Ia juga menyinggung adanya ketidaksesuaian nominal UKT yang ditanggung pemerintah, yang semula disepakati Rp10 juta per mahasiswa, namun dalam praktik ditemukan hanya Rp2,5 juta.
“Kita bicara 24 ribu penerima, tapi di rancangan APBD hanya tercatat 15.500. Ini harus dikoreksi, agar tidak menimbulkan kesalahpahaman publik,” tegasnya.
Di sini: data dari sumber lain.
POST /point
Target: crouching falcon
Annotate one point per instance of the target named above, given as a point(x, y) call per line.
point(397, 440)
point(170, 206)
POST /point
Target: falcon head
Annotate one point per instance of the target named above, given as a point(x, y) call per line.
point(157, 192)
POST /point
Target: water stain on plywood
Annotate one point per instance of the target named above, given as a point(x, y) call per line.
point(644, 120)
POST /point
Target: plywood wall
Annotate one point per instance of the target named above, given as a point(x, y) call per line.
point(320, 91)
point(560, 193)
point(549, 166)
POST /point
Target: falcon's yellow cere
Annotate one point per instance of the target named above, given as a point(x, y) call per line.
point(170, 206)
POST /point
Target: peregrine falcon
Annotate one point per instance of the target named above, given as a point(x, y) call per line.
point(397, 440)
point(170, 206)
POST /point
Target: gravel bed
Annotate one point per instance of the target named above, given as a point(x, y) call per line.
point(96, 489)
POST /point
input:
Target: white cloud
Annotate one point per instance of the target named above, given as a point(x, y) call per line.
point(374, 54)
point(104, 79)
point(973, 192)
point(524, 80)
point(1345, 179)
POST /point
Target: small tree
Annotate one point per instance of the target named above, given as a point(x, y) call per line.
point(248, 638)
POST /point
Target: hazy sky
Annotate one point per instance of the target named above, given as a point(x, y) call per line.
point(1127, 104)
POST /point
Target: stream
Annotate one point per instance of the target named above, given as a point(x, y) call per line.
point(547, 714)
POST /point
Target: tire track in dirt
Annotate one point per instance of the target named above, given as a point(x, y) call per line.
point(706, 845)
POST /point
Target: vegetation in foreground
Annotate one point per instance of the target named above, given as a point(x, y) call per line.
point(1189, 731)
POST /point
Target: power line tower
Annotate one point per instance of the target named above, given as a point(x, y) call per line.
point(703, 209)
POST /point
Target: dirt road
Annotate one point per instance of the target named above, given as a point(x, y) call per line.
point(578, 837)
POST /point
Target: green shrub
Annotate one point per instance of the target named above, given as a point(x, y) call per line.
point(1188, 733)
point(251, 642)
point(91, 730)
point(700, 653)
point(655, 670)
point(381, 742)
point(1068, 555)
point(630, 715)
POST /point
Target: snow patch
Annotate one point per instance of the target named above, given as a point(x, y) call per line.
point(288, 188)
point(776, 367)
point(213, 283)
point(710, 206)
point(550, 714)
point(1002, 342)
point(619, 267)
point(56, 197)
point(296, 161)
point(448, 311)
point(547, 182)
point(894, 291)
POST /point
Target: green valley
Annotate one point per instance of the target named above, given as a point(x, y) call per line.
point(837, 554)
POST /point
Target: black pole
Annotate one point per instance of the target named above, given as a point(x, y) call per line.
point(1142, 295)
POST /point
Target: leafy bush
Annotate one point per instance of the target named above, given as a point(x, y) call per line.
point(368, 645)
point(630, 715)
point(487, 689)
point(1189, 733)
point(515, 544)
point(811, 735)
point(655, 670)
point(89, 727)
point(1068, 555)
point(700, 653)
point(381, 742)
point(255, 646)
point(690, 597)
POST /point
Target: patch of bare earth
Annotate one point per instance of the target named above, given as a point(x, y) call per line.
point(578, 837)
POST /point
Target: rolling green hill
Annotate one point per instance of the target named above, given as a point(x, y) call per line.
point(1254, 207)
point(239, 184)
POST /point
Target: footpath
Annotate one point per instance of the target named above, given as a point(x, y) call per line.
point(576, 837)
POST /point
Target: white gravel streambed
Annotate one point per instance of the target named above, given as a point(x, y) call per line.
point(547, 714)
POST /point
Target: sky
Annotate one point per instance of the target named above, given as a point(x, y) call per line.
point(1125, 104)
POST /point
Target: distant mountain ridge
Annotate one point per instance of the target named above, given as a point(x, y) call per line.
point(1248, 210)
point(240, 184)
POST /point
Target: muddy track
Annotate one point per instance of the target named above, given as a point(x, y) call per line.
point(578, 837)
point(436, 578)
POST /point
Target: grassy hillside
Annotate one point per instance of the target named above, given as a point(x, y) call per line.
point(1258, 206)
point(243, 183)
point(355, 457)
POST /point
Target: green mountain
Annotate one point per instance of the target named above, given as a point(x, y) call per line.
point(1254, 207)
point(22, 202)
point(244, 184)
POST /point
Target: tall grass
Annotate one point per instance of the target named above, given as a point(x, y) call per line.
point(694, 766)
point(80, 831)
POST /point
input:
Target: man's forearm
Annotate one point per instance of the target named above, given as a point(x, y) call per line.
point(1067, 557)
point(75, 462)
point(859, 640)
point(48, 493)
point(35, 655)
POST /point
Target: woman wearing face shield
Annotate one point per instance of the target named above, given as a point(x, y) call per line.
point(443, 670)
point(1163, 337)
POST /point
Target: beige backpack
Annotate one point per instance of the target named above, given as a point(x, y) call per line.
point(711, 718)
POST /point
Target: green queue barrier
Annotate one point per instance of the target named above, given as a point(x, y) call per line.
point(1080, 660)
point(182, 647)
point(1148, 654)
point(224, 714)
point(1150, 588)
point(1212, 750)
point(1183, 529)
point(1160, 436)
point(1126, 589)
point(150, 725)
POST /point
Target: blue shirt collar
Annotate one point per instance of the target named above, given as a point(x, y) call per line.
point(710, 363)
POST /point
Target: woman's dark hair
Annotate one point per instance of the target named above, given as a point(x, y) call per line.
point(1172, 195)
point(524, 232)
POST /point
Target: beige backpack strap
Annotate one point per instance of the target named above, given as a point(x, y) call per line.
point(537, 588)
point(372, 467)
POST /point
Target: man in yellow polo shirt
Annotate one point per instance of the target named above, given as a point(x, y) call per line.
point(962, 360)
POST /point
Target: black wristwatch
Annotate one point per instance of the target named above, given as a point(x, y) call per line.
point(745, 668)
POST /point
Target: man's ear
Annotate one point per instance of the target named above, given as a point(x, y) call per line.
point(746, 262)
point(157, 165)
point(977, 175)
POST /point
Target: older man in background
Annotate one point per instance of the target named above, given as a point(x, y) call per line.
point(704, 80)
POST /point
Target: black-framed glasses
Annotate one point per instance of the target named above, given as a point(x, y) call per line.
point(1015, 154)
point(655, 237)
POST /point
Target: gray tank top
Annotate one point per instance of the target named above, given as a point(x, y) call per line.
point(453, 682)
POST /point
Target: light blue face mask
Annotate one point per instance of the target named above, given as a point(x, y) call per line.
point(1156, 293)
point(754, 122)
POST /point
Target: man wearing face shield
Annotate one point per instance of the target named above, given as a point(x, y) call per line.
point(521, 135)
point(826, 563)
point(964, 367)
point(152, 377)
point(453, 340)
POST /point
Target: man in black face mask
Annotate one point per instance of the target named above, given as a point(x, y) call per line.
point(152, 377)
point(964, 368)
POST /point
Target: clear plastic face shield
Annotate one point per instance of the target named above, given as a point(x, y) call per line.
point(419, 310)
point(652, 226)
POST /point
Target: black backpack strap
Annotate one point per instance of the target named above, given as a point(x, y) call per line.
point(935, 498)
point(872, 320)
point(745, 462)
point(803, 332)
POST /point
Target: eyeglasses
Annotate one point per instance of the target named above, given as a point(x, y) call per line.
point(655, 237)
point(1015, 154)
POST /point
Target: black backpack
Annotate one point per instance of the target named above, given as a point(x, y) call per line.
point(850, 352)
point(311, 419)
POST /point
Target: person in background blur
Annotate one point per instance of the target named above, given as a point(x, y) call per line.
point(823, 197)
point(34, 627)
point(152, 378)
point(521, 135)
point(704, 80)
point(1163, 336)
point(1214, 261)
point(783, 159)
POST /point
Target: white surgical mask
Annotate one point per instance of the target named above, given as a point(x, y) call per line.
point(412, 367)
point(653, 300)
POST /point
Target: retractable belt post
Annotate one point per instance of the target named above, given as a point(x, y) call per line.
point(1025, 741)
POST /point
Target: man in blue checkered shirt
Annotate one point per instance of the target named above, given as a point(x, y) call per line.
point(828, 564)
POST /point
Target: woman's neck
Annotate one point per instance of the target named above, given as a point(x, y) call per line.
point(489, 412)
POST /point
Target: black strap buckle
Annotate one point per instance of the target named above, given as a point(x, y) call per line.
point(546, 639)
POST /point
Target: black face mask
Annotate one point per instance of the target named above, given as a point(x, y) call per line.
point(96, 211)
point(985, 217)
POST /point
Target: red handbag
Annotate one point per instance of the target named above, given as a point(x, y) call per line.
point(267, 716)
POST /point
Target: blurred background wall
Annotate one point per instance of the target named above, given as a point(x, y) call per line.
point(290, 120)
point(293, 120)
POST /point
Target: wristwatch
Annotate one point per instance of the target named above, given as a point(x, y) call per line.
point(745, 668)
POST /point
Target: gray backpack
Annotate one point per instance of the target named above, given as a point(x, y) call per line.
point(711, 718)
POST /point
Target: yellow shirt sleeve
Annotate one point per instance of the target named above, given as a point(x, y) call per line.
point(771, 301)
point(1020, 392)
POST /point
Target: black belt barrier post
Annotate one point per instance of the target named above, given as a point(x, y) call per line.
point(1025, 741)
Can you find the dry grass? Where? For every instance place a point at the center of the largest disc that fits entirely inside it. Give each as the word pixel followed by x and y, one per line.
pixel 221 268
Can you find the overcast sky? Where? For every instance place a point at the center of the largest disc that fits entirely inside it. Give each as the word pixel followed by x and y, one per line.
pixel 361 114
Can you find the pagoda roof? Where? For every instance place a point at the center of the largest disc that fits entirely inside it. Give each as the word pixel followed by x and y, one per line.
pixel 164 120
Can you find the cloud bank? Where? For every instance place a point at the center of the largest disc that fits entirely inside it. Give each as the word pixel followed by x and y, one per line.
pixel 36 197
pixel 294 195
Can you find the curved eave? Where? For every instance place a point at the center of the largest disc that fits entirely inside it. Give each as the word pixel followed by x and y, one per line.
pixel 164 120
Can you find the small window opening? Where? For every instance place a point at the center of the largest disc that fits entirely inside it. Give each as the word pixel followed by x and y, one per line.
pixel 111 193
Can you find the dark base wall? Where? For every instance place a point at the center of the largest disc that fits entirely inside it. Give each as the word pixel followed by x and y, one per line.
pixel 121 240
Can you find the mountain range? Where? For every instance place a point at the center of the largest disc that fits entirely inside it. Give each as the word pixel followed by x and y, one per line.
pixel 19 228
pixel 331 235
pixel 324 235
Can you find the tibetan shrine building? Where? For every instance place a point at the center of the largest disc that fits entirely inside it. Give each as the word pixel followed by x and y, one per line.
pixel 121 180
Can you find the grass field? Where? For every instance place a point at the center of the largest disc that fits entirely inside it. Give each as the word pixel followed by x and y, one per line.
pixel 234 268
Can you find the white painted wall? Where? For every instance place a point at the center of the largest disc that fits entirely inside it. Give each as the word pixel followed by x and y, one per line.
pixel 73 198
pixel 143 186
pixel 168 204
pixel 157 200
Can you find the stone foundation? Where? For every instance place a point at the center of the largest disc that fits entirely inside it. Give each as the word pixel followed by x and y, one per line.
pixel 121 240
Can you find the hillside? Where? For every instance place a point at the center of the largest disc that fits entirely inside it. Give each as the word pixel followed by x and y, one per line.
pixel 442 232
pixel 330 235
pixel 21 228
Baca Juga: Apresiasi Purabaya-Kenpark Lewat Tol, Eri Irawan Dukung Kembali Pakai Bus
Kadisbudporapar Hidayat Syah menjelaskan standar harga fasilitas dan kegiatan sudah sesuai ketentuan.
Ia juga memaparkan penggunaan lapangan, taman, dan balai untuk kegiatan publik serta pemeliharaannya.
"Itu sudah sesuai standar harga fasilitas dan kegiata," tuturnya.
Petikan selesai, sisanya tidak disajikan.